Nothing terrible happened. There were no arguments. We had a perfectly ordinary day at home. K mowed the grass. T jet washed the patio, I cleaned the house and A had a pyjama day due to having a cold. T then went out with a mate so the rest of us watched a film for A to review for homework. We’d all seen it before so I felt no remorse at working on the knitting “project”. I’d finished all the knitting aspect of it. It just needed sewing together.
My prior optimism that it would all look much better when it was finished was, it seems, deeply misguided. See? Optimism and me just don’t get along. I should have learned by now.
Two thirds of the way through bodging all the crappy, loose, beginners-touch, cast on edges together and I was almost going to throw it all in the bin. Even talking to mum about it didn’t make me feel any better.
I came to bed thoroughly pissed off and despondent that a couple of months labour has amounted to nothing resembling what I had pictured in my silly “I’ve never made anything like this before but I’m sure it’ll be easy” imaginings.
I’ve woken up this morning (after dreaming – yes I’m that boring – about knitting/bodging) and I’m going to try and salvage something from the mess. I think that with a bit of extra work and some changes to some of the sections it might be vaguely passable as the intended article.

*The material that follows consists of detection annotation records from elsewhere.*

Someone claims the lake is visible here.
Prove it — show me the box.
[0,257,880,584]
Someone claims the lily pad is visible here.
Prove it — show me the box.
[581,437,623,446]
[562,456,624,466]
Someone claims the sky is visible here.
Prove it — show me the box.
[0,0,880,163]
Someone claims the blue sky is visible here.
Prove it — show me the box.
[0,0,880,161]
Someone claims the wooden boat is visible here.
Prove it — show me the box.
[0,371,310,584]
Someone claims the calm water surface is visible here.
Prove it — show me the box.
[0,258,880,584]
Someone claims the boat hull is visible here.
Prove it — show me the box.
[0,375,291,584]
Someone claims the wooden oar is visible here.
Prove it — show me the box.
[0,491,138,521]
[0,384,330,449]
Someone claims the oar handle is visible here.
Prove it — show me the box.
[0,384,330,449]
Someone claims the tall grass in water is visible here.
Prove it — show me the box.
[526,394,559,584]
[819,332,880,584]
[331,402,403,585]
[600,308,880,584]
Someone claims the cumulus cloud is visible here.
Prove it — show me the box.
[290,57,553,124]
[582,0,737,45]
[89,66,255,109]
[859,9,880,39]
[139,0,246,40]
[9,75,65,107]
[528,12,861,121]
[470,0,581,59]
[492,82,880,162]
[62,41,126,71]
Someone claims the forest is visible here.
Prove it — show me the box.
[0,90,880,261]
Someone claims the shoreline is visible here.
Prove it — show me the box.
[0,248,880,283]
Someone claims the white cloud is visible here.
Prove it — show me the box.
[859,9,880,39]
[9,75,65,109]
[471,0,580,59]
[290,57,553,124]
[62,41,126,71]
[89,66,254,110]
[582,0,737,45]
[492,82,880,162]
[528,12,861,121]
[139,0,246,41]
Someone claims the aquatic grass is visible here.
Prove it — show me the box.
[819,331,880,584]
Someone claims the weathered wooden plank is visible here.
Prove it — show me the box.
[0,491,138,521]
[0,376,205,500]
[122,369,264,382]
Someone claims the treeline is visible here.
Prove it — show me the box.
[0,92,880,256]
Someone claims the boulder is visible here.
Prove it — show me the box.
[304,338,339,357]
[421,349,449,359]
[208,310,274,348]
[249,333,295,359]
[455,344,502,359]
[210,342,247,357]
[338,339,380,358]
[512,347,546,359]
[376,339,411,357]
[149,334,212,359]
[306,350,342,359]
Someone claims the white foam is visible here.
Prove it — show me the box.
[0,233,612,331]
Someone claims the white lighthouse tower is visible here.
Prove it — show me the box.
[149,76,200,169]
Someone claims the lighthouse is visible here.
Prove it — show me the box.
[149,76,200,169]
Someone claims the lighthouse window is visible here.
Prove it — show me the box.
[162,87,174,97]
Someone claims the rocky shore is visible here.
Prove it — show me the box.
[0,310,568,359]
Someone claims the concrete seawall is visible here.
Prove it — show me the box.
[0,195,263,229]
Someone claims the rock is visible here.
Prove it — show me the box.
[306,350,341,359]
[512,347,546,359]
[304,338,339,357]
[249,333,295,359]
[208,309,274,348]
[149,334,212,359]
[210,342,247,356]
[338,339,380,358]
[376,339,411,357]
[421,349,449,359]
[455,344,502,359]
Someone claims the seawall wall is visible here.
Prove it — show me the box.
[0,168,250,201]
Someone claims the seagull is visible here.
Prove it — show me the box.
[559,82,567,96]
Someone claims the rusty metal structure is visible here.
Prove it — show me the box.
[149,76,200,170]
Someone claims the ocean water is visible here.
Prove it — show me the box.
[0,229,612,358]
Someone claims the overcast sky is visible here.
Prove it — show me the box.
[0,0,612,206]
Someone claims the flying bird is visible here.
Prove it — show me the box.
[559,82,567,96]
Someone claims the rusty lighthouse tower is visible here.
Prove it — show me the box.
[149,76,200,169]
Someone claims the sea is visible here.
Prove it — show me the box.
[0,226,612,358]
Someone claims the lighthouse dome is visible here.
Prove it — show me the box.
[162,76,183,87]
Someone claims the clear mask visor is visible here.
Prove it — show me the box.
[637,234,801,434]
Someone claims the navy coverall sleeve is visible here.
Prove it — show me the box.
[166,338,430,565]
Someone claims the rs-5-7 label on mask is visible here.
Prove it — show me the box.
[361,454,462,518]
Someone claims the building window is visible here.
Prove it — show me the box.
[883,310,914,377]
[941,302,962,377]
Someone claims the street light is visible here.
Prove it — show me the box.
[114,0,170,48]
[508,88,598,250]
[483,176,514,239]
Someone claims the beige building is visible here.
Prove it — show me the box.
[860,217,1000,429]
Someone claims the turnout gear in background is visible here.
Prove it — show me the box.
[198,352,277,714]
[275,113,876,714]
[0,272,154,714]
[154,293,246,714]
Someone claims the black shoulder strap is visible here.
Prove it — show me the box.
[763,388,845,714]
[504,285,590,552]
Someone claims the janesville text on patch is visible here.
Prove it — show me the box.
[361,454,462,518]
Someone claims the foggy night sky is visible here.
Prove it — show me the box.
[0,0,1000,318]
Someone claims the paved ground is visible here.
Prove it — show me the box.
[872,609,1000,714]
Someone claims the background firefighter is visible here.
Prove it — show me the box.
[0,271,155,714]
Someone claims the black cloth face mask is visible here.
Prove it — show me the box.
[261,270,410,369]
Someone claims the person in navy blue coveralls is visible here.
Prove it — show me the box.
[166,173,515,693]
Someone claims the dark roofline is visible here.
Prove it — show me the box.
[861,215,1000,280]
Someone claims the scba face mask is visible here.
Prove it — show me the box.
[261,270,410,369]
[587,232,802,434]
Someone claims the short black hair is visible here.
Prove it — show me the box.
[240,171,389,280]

So. Back to the “happy”. I can’t pinpoint a moment or a reason. But I guess looking back at the day I can be happy for having Just Another Ordinary Day. It’s quite nice to just potter around each other and eat meals together, and chat. We have a lot of weekends where we are out and running around trying to get things done. So I’m going to embrace the ordinary and slightly mundane. Sometimes we need it.
P.S. Will update on knitting-gate as it unfolds (or unravels as the case will probably be).